In [17]:
import numpy as np
import pandas as pd
from tqdm.notebook import tqdm

### Primer rebalancing

In this notebook, we will use the coverage calculations from a MiSeq run to 'rebalance' the primer pools, so that we have more even coverage. This is according to T112_LAB_SOP011_GBS_Testing_&_Rebalancing_V6.docx from GSU. 

In [30]:
# Load the sample metadata
metadata = pd.read_csv("../../config/metadata.tsv", sep="\t")
metadata.shape

(672, 9)

In [78]:
## Load the coverage data for each sample
# Take the mean where we have multiple target SNPs on a given amplicon

dfs =[]
for sample in tqdm(metadata.sampleID):
    df = pd.read_csv(f"../../results/coverage/{sample}.regions.bed.gz", sep="\t", header=None, names=['contig', 'start', 'end', 'amplicon', 'depth'])
    df = df.groupby('amplicon').agg({'depth':'mean'}).reset_index().sort_values('amplicon')
    dfs.append(df.assign(sample=sample))
    
dfs = pd.concat(dfs)

# Remove samples that are negative controls
dfs = dfs.query("~sample.str.contains('negative')", engine='python').reset_index(drop=True)
dfs = dfs.query("~sample.str.contains('Negative')", engine='python').reset_index(drop=True)
dfs = dfs.query("~sample.str.contains('random')", engine='python').reset_index(drop=True)
dfs.shape

  0%|          | 0/672 [00:00<?, ?it/s]

(54202, 3)

Convert the dataframe to amplicons x samples depth table. 

In [121]:
depth_df = dfs.pivot(columns='sample', index='amplicon', values='depth')
depth_df.head(2)

sample,Calvin_01,Calvin_02,Calvin_03,Calvin_04,Calvin_05,Calvin_06,Calvin_07,Calvin_08,Calvin_09,Calvin_10,...,VK7_dead_34,VK7_dead_34_dil,VK7_dead_35,VK7_dead_36,VK7_dead_37,VK7_dead_38,VK7_dead_39,VK7_dead_40,VK7_dead_41,VK7_dead_42
amplicon,Unnamed: 1_level_1,Unnamed: 2_level_1,Unnamed: 3_level_1,Unnamed: 4_level_1,Unnamed: 5_level_1,Unnamed: 6_level_1,Unnamed: 7_level_1,Unnamed: 8_level_1,Unnamed: 9_level_1,Unnamed: 10_level_1,Unnamed: 11_level_1,Unnamed: 12_level_1,Unnamed: 13_level_1,Unnamed: 14_level_1,Unnamed: 15_level_1,Unnamed: 16_level_1,Unnamed: 17_level_1,Unnamed: 18_level_1,Unnamed: 19_level_1,Unnamed: 20_level_1,Unnamed: 21_level_1
Agam_1,68.0,19.0,50.0,70.0,25.0,32.0,8.0,74.0,28.0,36.0,...,61.0,12.0,157.0,78.0,101.0,124.0,158.0,126.0,79.0,89.0
Agam_10,222.0,40.0,174.0,198.0,109.0,75.0,10.0,226.0,49.0,130.0,...,86.0,11.0,236.0,114.0,171.0,155.0,234.0,204.0,150.0,202.0


Calculate the total reads per amplicon, and the total reads per sample.

In [109]:
tot_per_amplicon = depth_df.sum(axis=1)
tot_per_sample = depth_df.sum(axis=0)

In [None]:
# sort the dataframe by total depth per amplicon and sample.
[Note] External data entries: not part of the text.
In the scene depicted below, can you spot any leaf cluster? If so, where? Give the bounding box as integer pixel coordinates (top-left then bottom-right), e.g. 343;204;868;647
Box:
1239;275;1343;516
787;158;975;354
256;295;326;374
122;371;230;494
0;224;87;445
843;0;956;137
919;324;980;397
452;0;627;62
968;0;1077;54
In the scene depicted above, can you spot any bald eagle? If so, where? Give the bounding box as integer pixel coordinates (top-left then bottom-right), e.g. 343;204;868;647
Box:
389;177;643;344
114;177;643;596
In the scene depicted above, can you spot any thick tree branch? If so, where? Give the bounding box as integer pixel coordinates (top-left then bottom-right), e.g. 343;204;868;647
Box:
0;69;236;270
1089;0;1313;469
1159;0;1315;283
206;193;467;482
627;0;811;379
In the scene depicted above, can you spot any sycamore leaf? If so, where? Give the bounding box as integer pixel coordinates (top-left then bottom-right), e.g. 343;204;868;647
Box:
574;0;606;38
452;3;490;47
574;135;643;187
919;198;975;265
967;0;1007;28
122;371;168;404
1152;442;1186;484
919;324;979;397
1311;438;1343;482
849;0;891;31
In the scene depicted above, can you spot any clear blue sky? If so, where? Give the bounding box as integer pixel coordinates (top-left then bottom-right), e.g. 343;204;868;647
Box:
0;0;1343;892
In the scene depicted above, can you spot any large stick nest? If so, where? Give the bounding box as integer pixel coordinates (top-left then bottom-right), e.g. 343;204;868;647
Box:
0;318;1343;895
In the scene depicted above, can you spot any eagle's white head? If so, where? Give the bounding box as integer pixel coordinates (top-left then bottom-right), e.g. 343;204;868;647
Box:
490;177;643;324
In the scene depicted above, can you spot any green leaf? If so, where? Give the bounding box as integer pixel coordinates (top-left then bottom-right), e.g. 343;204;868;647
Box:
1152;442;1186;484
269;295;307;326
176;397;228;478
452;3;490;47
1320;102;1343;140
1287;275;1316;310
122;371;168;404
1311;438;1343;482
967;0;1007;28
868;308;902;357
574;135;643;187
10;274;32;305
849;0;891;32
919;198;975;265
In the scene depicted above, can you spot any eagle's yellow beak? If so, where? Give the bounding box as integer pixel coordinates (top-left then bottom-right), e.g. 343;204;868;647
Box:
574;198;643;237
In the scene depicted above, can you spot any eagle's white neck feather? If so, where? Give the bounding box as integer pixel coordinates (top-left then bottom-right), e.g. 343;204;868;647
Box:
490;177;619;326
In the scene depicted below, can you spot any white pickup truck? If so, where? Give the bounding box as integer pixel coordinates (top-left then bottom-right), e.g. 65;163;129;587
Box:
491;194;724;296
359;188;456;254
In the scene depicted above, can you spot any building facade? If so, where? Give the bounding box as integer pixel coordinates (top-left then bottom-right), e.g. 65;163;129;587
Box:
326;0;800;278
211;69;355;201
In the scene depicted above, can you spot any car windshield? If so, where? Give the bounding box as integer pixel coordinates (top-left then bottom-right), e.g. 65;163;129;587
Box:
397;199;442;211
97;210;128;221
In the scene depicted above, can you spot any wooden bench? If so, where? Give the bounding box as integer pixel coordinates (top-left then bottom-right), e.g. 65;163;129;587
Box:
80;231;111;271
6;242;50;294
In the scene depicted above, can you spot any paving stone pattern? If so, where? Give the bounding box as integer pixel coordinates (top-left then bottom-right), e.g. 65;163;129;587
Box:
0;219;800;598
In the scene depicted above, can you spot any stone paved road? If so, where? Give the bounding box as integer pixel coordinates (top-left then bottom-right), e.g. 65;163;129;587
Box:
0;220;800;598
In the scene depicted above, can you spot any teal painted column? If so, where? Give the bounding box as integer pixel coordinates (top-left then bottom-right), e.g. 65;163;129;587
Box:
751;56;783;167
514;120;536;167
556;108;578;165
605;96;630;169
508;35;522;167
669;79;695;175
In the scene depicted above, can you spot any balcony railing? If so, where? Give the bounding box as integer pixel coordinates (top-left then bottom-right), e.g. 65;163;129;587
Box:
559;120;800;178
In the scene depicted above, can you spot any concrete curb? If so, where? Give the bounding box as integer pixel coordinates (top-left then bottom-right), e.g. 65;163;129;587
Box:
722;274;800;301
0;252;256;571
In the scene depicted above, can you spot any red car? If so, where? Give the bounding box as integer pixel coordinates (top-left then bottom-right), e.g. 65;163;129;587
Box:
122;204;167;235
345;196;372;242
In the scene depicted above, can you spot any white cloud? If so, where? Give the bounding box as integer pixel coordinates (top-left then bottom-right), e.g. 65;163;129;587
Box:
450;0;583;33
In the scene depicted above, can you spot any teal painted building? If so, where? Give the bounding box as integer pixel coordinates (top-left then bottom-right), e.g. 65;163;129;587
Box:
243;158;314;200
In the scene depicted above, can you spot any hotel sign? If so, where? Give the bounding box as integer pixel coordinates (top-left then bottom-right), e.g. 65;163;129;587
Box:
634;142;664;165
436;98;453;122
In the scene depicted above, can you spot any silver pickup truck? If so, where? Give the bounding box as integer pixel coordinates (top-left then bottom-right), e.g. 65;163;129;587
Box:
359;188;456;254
Not necessary. 

# sample_order = tot_per_sample.sort_values().to_frame().reset_index()['sample'].to_list()
# amplicon_order = tot_per_amplicon.sort_values().to_frame().reset_index()['amplicon'].to_list()
# depth_df = depth_df.loc[amplicon_order, sample_order]

Divide each value in the amplicon x sample table by the total reads per amplicon to get the fraction of amplicon/target reads. 

In [120]:
fraction_df = depth_df.divide(tot_per_amplicon, axis=0)

Find the median target fraction across all samples.

In [123]:
med_read_fractions = fraction_df.median(axis=1)
med_read_fractions

amplicon
Agam_1     3.857433e-08
Agam_10    1.576085e-08
Agam_11    3.033801e-08
Agam_12    1.377803e-08
Agam_13    6.351626e-08
               ...     
Agam_8     9.922454e-08
Agam_80    3.358414e-08
Agam_81    0.000000e+00
Agam_82    0.000000e+00
Agam_9     3.697632e-08
Length: 82, dtype: float64

And the total sum of the median read fractions...

In [125]:
med_read_fraction_sum = med_read_fractions.sum()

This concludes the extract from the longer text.